As a coach, Roufus has churned out plenty of successful fighters to go along with Pettis and Askren, from Erik Koch to his "jiu-jitsu wizard" Marcin Held. Yet as a professional kickboxer, Roufus wasn’t as gifted as he was diligent. For that reason he feels like he’s just the right guy to coach somebody like Brooks.

"Honestly, for me, from a personal standpoint? I have an older brother who is an incredible force in the sport of kickboxing," he says, referring to his Rick "The Jet" Roufus. "He was not just a natural athlete, but a natural fighter. Me? I was an overachiever, and that’s what’s helped me coach. I’m going to connect and find a way for Phil to be successful.
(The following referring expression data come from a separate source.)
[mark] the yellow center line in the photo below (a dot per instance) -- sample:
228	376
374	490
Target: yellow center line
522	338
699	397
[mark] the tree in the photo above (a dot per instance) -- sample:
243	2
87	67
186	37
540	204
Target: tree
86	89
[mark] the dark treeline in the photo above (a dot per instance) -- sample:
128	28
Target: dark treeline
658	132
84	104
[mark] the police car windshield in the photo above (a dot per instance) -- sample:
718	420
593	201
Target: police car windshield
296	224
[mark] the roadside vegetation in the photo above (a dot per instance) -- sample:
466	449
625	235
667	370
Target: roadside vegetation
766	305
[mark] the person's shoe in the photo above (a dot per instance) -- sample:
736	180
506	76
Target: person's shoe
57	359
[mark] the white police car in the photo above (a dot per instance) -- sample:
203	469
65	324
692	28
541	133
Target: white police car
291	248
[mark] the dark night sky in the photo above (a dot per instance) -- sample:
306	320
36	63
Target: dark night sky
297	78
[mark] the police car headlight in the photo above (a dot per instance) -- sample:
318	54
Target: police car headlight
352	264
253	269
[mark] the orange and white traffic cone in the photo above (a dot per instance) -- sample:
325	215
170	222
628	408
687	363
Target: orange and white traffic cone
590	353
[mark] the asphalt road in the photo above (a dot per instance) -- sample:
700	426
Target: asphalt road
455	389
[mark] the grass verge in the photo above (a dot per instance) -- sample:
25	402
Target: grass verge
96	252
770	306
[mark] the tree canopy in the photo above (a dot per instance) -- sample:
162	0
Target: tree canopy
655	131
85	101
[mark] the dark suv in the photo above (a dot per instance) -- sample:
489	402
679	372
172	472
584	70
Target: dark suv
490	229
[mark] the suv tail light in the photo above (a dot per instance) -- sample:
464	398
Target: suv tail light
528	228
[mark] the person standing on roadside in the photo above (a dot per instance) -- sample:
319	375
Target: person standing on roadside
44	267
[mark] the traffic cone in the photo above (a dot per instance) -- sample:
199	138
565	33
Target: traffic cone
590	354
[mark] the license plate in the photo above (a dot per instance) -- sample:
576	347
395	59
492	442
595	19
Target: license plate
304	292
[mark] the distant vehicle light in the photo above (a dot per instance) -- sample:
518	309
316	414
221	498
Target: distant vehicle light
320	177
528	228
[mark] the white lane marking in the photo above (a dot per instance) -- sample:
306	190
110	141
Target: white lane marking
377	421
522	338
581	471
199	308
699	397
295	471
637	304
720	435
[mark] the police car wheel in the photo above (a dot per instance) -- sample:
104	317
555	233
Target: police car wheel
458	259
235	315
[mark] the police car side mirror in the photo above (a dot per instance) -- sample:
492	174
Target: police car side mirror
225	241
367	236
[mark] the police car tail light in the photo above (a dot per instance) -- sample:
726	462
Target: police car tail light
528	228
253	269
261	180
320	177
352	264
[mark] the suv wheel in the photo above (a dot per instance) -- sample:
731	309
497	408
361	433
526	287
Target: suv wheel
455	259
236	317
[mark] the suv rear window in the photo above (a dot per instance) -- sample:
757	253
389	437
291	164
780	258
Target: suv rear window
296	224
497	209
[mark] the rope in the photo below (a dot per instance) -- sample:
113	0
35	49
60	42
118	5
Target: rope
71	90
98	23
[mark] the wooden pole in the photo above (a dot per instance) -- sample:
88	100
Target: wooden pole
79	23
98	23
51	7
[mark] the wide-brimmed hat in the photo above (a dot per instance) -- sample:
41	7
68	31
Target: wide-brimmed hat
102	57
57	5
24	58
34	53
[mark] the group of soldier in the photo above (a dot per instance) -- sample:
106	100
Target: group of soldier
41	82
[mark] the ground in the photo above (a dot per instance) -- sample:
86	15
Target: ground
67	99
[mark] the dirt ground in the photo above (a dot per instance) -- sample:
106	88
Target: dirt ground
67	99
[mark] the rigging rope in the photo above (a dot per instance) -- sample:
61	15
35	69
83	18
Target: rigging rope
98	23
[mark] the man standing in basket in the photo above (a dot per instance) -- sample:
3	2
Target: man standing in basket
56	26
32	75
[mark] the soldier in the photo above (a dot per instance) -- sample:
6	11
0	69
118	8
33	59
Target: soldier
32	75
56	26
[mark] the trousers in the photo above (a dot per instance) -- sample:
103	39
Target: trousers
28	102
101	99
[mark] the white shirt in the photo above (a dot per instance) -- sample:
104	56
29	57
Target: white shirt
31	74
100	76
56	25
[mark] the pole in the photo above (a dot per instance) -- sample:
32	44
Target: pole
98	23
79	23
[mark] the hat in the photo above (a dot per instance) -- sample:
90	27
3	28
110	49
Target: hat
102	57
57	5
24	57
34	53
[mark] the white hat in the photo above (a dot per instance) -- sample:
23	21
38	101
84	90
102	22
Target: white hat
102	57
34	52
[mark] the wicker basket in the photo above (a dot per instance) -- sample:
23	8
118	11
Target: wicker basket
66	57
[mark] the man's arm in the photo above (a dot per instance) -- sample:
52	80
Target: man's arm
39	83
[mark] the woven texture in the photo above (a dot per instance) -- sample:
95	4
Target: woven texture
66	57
That’s what I bring to the table.

"And I’m really excited about the challenge, honestly. There are so many naysayers, but I enjoy that."

For examples of guys who attained their goals through the fight game’s old stand-by of work ethic and dedication, he points to none other than Pettis himself.

"Look at Anthony," he says. "He’s not a natural, he’s a hard, hard worker. A lot of people think Anthony’s just a pretty boy, the Taekwondo kid. Honestly, he’s one of the hardest working people at our academy.

"And one thing I have heard about Phil and his personality is, I know he’s a hard worker. Anything’s possible when you have confidence and you have a great work ethic and a great attitude."

Roufus says that Brooks will "get cracking" at Roufusport beginning on Monday.

Though he doesn’t have any professional fights under his belt, Brooks does have an polished professional aura from his pro-wrestling days, as well as a couple of years worth of cram jiu-jitsu lessons under Rener Gracie in California. Though he only coached him in pockets, Rener refers to Brooks as a "sponge" from his time on the mats with him.

That’s another trait that Roufus has picked up, and believes Brooks’ ability to learn and retain information will serve him well.

"For sure -- I think what limits people in the beginning of their training is that they don’t have enough time to train, honestly," he says. "That’s what made Anthony Pettis special. His brother [Sergio] let him take the backseat in their martial arts school, so Anthony could live at the academy when he started. Anthony used to take two classes in the morning and two classes in the evening when he first started training with me. That’s why he’s so darn good. So yeah, he’s a sponge, not unlike Phil. But you know what? If you don’t use a sponge you can’t clean up your kitchen, right?

"What made Phil successful in the WWE is going to make him do well in this as well. Wrestling is not an easy gig. They do 300 dates a year. Especially when you’re not a star. It’s not the stuff that people do when they’re a star that makes them special; it’s what they do when they’re not a star, the stuff you find out about them. Phil became a star and had to do those things, but he worked really hard on the indie circuit on his way up through the WWE ranks."

Now Roufus is in the unique position to help Brooks up through the MMA ranks. It’s a challenge that his team welcomes, even with all the scrutiny that comes with it. When asked to take a stab at estimating when Brooks would be ready to step in the Octagon, he says it’s wait and see.

"Hopefully by fall, but I can’t really say," he says. "I mean, it could be less or it could be more. The one thing that him and Dana [White] and Lorenzo [Fertitta] talk about, they want him to be the real deal. I’m going to be committed to help him reach his goals."